Moody’s has reaffirmed the city’s strong Aa2 bond rating, as part of its review of the recent $2.7 million refinancing of debt in tax incremental districts 1 and 2.
From the Moody’s press release …
The Aa2 rating reflects the city’s mature, landlocked tax base near the City of Milwaukee (A1 stable); healthy financial position; above average debt burden with rapid principal amortization; and moderate pension liabilities.
So, generally really good news, with some watchouts around risk factors like “deterioration in the city’s tax base and/or demographic profile, material declines in available reserves and liquidity and increases to the debt or pension burden” — common items for communities like ours from ratings agencies.
For more context, I asked Jeff Belongia, our longtime bond counsel from Hutchinson, Shockey, Erley & Co., for his thoughts at Tuesday’s council meeting.

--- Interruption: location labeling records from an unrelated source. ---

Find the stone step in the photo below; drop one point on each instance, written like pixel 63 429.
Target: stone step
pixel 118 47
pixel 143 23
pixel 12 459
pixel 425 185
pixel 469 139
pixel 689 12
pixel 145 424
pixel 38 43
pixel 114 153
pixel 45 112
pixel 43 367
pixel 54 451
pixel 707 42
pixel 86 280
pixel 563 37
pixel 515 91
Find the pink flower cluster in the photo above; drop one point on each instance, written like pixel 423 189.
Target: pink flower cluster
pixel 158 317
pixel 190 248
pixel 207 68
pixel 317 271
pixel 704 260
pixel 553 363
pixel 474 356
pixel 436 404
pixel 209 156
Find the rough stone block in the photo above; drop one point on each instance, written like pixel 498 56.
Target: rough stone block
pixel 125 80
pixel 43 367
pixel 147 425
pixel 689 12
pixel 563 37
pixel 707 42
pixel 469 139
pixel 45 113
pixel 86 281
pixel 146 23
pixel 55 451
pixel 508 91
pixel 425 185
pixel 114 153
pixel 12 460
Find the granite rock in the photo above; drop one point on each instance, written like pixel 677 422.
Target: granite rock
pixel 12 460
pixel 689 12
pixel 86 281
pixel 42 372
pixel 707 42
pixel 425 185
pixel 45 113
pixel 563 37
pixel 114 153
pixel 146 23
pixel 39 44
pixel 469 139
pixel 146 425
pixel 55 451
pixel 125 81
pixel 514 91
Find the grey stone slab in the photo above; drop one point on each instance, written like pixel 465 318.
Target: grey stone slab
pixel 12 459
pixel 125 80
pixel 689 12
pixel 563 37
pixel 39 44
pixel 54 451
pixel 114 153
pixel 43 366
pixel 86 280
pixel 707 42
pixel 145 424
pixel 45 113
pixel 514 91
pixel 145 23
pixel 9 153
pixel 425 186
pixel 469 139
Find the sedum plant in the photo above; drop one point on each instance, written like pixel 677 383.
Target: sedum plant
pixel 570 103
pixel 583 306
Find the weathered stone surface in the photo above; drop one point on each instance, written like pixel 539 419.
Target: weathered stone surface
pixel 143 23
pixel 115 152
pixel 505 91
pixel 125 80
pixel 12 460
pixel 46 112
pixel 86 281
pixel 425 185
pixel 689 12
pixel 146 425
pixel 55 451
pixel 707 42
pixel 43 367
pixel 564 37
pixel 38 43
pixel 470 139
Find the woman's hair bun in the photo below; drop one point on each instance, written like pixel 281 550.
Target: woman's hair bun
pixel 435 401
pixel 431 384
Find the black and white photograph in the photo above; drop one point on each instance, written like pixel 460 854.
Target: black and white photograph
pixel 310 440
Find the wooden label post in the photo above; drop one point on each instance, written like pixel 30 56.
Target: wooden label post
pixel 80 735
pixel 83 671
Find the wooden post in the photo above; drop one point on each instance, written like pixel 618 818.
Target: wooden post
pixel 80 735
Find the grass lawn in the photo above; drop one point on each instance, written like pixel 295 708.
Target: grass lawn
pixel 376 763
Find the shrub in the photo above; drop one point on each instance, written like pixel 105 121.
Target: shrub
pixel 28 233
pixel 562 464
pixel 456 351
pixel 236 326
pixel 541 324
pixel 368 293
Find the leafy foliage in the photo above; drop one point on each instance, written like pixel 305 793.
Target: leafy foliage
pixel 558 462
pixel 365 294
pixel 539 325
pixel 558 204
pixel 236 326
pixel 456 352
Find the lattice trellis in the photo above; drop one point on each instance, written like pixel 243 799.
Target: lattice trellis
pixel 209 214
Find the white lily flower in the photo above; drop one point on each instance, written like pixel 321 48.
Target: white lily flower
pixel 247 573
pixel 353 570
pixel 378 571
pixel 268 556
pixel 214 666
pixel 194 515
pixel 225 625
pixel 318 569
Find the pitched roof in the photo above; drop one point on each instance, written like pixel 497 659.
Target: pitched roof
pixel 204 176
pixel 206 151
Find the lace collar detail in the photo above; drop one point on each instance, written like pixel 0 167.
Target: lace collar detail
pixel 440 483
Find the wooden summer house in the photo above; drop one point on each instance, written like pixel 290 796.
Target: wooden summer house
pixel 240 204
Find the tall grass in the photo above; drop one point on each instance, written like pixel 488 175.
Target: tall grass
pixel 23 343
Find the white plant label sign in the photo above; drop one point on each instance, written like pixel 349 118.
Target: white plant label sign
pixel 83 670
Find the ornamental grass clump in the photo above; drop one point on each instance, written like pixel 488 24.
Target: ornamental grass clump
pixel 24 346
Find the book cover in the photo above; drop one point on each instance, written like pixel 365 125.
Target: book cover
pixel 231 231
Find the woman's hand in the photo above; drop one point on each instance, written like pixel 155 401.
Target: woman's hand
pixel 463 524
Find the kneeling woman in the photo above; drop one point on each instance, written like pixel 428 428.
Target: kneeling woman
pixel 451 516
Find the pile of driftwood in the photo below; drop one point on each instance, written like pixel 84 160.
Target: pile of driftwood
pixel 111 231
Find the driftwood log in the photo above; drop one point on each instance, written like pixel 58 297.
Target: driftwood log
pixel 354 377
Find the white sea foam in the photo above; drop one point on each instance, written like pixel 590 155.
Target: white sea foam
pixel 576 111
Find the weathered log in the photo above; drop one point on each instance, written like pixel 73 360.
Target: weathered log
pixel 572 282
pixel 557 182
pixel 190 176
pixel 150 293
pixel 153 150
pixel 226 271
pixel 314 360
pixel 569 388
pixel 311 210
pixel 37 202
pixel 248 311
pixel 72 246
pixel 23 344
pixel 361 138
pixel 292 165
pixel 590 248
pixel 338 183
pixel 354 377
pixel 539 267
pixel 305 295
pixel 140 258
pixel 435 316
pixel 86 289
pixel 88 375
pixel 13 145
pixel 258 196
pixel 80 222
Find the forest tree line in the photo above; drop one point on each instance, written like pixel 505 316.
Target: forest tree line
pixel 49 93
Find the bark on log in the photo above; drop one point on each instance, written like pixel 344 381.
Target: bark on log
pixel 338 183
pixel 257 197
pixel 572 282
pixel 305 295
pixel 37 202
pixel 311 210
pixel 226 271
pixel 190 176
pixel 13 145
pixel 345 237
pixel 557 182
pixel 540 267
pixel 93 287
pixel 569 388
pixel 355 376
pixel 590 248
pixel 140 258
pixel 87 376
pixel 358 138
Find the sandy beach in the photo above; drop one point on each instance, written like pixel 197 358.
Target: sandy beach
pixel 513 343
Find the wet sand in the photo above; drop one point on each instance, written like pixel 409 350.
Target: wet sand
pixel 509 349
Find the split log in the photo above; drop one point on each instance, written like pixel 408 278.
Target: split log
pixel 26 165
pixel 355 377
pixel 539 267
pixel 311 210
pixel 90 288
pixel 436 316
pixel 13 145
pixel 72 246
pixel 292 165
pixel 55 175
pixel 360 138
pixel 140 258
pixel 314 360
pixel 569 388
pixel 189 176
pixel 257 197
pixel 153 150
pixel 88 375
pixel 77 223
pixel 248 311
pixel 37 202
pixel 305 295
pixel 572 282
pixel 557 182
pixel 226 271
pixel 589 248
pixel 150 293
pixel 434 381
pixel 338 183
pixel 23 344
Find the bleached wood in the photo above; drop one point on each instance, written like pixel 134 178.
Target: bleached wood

He said we are a solid Aa2, two steps away from a top AAA rating, and cited our strong financial management practices, more-than-adequate cash reserves, and our “proactive” approach to revitalization of the city, especially the former Bucyrus campus, of which rating agencies have taken notice.
“You are in a really good position,” he said. “The city is doing a good job.”
From our city administrator, clerk and treasurer, to our common council, I thank all of the city staff and elected officials who have gotten us to this point, and I look forward to building on this strong financial foundation.